The court turns next to the motion by defendant Vinluan for summary judgment dismissing the tortious interference with contract claim asserted against him. Vinluan is an attorney who represented ten of the nurses. It bears noting that such a cause of action requires that plaintiff establish the existence of a valid contract between plaintiffs and a third party (or parties), the defendant's intentional and unjustified procurement of the third party's breach, the actual breach and resulting damages. Anesthesia Associates of Mount Kisco. LLP v Northern Westchester Hosp. Center , 59 AD3d 473, 475-476 [2nd Dept. 2009]. The element lacking from this case is defendant Vinluan's intentional and unjustified procurement of defendant Nurses' breach of their respective employment contracts with plaintiffs. Under the facts at bar, summary judgment dismissing the claim asserted against defendant Vinluan is warranted. Plaintiffs have failed to raise any legitimate questions of fact in opposition to defendant Vinluan's motion for summary judgment.
Defendant Vinluan is immunized from liability under the shield afforded attorneys in advising their clients, even when such advice is erroneous, in the absence of fraud, collusion, malice or bad faith. Despite plaintiffs' assertions to the contrary, there is no support in the record for the proposition that defendant Vinluan acted in bad faith, with the requisite degree of malice, fraud, collusion, to sustain a viable claim against him for tortious interference with defendant Nurses' contracts with plaintiffs. Art Capital Group. LLC v Neuhaus , 70 AD3d 605, 606 [1st Dept .2010]; Purvi Enterprises. LLC. v City of New York , 62 AD3d 508, 509-510 [1st Dept. 2009]; Beatie v De Long , 164 AD2d 104, 109 [1st Dept 1990].
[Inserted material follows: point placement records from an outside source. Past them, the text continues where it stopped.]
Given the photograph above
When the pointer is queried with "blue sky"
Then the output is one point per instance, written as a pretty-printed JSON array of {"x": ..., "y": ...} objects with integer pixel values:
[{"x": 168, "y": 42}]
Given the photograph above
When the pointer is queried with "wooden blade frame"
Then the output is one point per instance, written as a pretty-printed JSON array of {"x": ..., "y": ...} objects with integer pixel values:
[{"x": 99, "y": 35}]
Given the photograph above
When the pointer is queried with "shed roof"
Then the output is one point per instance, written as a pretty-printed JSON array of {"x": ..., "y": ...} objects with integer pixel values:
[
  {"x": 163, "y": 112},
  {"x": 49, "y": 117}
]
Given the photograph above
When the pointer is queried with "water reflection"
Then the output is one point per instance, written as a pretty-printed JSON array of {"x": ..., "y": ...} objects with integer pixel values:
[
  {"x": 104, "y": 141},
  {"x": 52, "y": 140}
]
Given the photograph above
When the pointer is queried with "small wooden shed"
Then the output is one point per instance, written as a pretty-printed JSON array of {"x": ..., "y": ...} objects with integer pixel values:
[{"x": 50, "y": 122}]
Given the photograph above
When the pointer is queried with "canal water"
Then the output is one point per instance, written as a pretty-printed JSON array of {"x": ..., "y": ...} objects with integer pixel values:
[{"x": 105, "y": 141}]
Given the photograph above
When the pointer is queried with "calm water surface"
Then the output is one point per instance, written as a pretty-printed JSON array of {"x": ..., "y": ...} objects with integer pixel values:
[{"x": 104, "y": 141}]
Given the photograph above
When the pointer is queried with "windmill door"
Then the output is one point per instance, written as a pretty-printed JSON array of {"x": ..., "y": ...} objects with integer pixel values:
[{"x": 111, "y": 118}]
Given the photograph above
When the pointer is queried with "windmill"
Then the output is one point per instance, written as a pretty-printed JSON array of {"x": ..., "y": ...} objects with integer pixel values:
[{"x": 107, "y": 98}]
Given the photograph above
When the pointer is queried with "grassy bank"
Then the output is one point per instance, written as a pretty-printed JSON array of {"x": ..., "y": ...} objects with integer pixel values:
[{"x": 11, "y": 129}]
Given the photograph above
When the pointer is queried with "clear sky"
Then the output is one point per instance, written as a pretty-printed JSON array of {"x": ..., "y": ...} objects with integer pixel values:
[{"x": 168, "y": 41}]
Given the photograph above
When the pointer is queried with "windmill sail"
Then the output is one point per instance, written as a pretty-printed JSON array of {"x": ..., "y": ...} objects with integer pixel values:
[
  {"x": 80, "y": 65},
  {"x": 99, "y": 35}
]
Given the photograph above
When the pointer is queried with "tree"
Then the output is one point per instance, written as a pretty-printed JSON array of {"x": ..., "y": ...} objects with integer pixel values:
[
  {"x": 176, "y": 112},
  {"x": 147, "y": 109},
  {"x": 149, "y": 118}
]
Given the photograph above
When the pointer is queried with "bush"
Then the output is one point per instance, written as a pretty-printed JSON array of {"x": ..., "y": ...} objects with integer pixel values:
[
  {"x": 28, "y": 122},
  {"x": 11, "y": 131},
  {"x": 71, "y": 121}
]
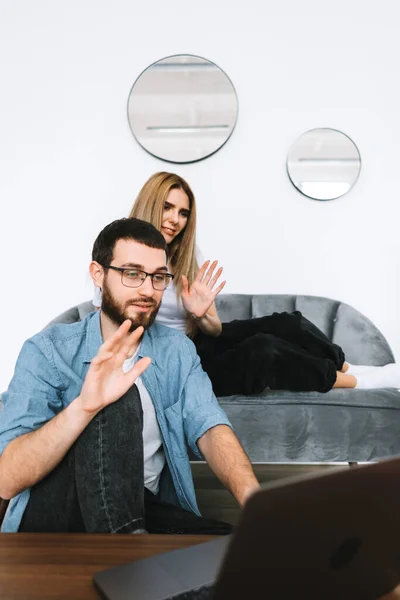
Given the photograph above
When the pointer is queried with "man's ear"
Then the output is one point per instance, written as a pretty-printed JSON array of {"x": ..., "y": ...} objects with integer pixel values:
[{"x": 97, "y": 273}]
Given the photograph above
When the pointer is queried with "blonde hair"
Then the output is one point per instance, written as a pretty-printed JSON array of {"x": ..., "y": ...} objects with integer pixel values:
[{"x": 149, "y": 206}]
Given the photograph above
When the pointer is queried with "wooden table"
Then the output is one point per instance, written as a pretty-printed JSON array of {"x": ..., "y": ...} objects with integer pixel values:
[{"x": 56, "y": 565}]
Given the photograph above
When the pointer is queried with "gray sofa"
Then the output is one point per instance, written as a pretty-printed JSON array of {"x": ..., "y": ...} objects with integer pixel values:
[{"x": 308, "y": 427}]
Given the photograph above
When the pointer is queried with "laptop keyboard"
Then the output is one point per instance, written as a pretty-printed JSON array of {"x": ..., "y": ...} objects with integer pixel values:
[{"x": 205, "y": 592}]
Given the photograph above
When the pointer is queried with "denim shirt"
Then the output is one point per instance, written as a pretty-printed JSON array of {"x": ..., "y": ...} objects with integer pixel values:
[{"x": 49, "y": 374}]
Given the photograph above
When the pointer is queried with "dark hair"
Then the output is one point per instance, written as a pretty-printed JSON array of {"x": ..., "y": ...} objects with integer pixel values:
[{"x": 123, "y": 229}]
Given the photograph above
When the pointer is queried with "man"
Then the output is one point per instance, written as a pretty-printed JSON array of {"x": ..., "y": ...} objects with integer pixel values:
[{"x": 80, "y": 449}]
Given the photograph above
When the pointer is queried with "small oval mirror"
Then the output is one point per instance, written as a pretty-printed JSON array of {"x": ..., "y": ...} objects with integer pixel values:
[
  {"x": 182, "y": 108},
  {"x": 323, "y": 164}
]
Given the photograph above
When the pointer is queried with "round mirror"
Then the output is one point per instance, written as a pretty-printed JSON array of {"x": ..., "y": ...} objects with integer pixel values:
[
  {"x": 182, "y": 108},
  {"x": 323, "y": 164}
]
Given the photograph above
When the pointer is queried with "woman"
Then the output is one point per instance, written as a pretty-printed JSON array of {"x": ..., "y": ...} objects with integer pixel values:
[{"x": 279, "y": 351}]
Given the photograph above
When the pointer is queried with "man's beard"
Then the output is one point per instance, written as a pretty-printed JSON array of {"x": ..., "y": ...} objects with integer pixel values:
[{"x": 118, "y": 312}]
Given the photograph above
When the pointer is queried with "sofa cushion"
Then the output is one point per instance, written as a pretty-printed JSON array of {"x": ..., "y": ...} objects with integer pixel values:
[{"x": 342, "y": 425}]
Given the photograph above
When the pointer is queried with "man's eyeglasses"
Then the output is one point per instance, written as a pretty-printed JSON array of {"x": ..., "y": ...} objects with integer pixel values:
[{"x": 135, "y": 277}]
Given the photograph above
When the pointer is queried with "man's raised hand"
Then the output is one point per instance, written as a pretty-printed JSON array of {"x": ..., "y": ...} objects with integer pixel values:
[{"x": 105, "y": 381}]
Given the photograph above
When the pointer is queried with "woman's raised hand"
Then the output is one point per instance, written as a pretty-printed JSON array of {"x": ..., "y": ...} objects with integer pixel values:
[
  {"x": 198, "y": 299},
  {"x": 105, "y": 382}
]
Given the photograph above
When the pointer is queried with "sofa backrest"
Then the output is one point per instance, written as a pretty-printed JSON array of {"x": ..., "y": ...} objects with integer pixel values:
[{"x": 361, "y": 341}]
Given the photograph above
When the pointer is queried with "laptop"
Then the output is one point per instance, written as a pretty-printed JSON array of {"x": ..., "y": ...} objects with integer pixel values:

Felix Vinluan and a group of ten nurses were prosecuted in criminal court based upon the attorney's advice to the nurses and their simultaneous resignations from the nursing home where they were employed. Vinluan and the nurses brought an Article 78 proceeding, and the petition was granted prohibiting the prosecution ( Vinluan v Doyle , 60 AD3d 237, 251 [2nd Dept. 2009]). The court noted the attorney's constitutional right to provide legal advice to his clients within the bounds of the law and further states that:
"regardless of whether Vinluan's legal assessment was accurate, it is objectively reasonable. We cannot conclude that an attorney who advises a client to take an action that he or she, in good faith, believes to be legal loses the protection of the First Amendment if his or her advice is later determined to be incorrect."
Accordingly, the motion by defendant Felix Q. Vinluan pursuant to CPLR 3212 to dismiss the amended complaint as to said defendant is granted.
The request by defendant Nurses in motion sequence number 25 for leave to file an amended counterclaim is denied without prejudice as movants have failed to provide a copy of the proposed amended pleading.